I have seen 1 or 2 hangs where "Database type: Aminoacid" was not the final output.

outpaddling commented 3 years ago

Just got a hang here: ... [===============================================================> ] 98.28% 35.40[===============================================================> ] 98.28% 35.41[================================================================>] 99.28% 35.77[=================================================================] 100.00% 36.03K 3s 736ms Time for merging to aln_swapped: 0h 0m 0s 23ms 103611 alignments calculated 72095 sequence pairs passed the thresholds (0.695824 of overall calculated) 2.001194 hits per query sequence Time for processing: 0h 0m 3s 787ms swapresults /home/bacon/MMseqs2-Regression-2b20d2ba3533b6fd5343b78398b4df4d1c2e8f87/Temp/DBPROFILE/targetannotation_profile /home/bacon/MMseqs2-Regression-2b20d2ba3533b6fd5343b78398b4df4d1c2e8f87/Temp/DBPROFILE/query /home/bacon/MMseqs2-Regression-2b20d2ba3533b6fd5343b78398b4df4d1c2e8f87/Temp/DBPROFILE/tmp/7458066464536510288/aln_swapped /home/bacon/MMseqs2-Regression-2b20d2ba3533b6fd5343b78398b4df4d1c2e8f87/Temp/DBPROFILE/results_aln --sub-mat nucl:nucleotide.out,aa:blosum62.out -e 10000 --split-memory-limit 0 --gap-open nucl:5,aa:11 --gap-extend nucl:2,aa:1 --threads 16 --compressed 0 --db-load-mode 0 -v 3

outpaddling commented 3 years ago

Probably not important, but I noticed a mismatch between your cmake settings

set(CMAKE_XCODE_ATTRIBUTE_CLANG_CXX_LANGUAGE_STANDARD "c++11")

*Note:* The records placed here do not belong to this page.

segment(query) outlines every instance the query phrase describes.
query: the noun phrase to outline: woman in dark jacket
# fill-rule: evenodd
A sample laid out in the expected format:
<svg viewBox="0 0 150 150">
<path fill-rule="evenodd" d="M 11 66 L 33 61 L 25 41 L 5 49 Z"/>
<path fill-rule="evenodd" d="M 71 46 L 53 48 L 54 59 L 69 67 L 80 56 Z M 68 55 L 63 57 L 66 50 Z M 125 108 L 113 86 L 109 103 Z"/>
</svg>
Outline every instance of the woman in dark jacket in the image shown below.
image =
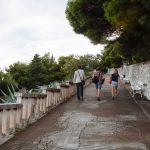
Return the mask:
<svg viewBox="0 0 150 150">
<path fill-rule="evenodd" d="M 117 90 L 118 90 L 118 80 L 119 80 L 119 74 L 118 70 L 115 69 L 114 73 L 111 75 L 111 93 L 112 93 L 112 99 L 117 98 Z"/>
</svg>

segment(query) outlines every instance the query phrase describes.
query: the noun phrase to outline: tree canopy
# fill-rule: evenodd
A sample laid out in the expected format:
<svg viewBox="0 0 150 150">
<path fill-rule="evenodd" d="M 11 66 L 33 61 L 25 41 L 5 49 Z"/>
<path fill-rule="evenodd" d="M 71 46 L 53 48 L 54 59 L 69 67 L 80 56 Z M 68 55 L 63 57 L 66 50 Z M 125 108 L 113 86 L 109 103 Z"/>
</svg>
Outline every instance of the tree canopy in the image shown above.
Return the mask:
<svg viewBox="0 0 150 150">
<path fill-rule="evenodd" d="M 150 59 L 150 0 L 69 0 L 66 16 L 76 33 L 107 44 L 105 65 Z"/>
</svg>

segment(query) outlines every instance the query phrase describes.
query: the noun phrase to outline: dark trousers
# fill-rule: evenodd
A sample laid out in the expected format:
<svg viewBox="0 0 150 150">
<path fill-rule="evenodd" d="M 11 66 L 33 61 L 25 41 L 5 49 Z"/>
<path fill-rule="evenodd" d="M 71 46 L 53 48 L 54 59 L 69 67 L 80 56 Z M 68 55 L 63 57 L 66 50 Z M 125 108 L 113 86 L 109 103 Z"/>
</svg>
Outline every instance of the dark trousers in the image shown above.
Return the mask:
<svg viewBox="0 0 150 150">
<path fill-rule="evenodd" d="M 77 87 L 77 97 L 80 99 L 80 97 L 83 97 L 83 84 L 82 83 L 76 83 Z"/>
</svg>

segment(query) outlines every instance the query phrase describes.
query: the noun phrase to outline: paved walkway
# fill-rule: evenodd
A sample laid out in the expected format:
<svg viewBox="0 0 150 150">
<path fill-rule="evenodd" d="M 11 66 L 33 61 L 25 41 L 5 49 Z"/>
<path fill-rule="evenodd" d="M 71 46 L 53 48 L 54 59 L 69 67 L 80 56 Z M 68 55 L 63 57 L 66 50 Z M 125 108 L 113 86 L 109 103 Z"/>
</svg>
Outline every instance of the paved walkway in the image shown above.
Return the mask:
<svg viewBox="0 0 150 150">
<path fill-rule="evenodd" d="M 144 105 L 135 103 L 122 84 L 118 99 L 112 100 L 107 83 L 100 102 L 92 84 L 85 89 L 83 102 L 73 97 L 0 150 L 150 150 L 150 122 L 141 109 Z"/>
</svg>

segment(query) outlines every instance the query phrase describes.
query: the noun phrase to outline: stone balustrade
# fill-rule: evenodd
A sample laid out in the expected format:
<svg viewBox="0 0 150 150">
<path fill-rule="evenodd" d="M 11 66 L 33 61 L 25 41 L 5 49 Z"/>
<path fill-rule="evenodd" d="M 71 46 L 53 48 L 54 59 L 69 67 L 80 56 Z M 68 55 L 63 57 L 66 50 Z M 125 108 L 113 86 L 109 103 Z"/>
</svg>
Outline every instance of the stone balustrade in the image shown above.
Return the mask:
<svg viewBox="0 0 150 150">
<path fill-rule="evenodd" d="M 2 134 L 14 132 L 15 128 L 21 124 L 22 106 L 23 104 L 19 103 L 0 104 L 0 126 Z"/>
<path fill-rule="evenodd" d="M 85 83 L 88 86 L 91 79 L 87 78 Z M 0 133 L 8 135 L 15 129 L 25 128 L 75 93 L 76 86 L 72 82 L 61 84 L 60 89 L 47 88 L 41 94 L 16 93 L 15 104 L 0 104 Z"/>
</svg>

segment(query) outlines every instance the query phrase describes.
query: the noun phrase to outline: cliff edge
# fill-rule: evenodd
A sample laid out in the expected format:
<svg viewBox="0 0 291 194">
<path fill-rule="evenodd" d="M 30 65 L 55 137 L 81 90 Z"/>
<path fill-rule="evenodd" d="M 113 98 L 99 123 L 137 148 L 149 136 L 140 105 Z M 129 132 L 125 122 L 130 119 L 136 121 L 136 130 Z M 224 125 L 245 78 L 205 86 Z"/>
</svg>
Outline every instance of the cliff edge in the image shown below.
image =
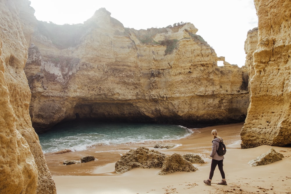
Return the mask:
<svg viewBox="0 0 291 194">
<path fill-rule="evenodd" d="M 26 0 L 0 1 L 0 193 L 55 193 L 29 115 L 23 68 L 36 20 Z"/>
<path fill-rule="evenodd" d="M 258 18 L 258 35 L 257 40 L 255 35 L 251 42 L 258 43 L 252 54 L 251 103 L 241 133 L 241 147 L 290 145 L 290 2 L 254 1 Z"/>
<path fill-rule="evenodd" d="M 136 30 L 111 14 L 100 8 L 84 24 L 38 21 L 24 70 L 37 131 L 76 118 L 187 126 L 244 120 L 247 68 L 217 57 L 193 24 Z"/>
</svg>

and the actual compiler options

-fsigned-char -D_WITH_GETLINE -std=c++1y -pedantic

outpaddling commented 3 years ago

I replaced -msse2 with -march=x86_64, so clang will bundle SSE with other common options for low-end AMD64 CPUs. Didn't change the results, though. Still hangs.

milot-mirdita commented 3 years ago

I tried to reproduce the problem in my FreeBSD 13 VM with your wip-ports repository and I can't get it to hang. I tried with both -msse2 and -march=x86_64 (and removed the USE_GCC line). Maybe the issue is that it's swapping at that moment a bit excessively and it would eventually continue? Could you attach gdb/lldb at the moment it's hanging and produce a stack trace? That's quite the odd issue that I've not encountered on any other systems :/

I think the c++ standard was somewhat of a conscious choice, as we don't really want to use modern C++, but (iirc) gcc 4.8 would complain about one of the dependencies without increasing the c++ standard slightly.

outpaddling commented 3 years ago

First, thanks for your above-and-beyond efforts to diagnose this.

What were your compile flags? How many cores and how much RAM does your VM have?

Adding output below from builds with GCC disabled and WITH_DEBUG=yes (adds -g and prevents stripping binaries).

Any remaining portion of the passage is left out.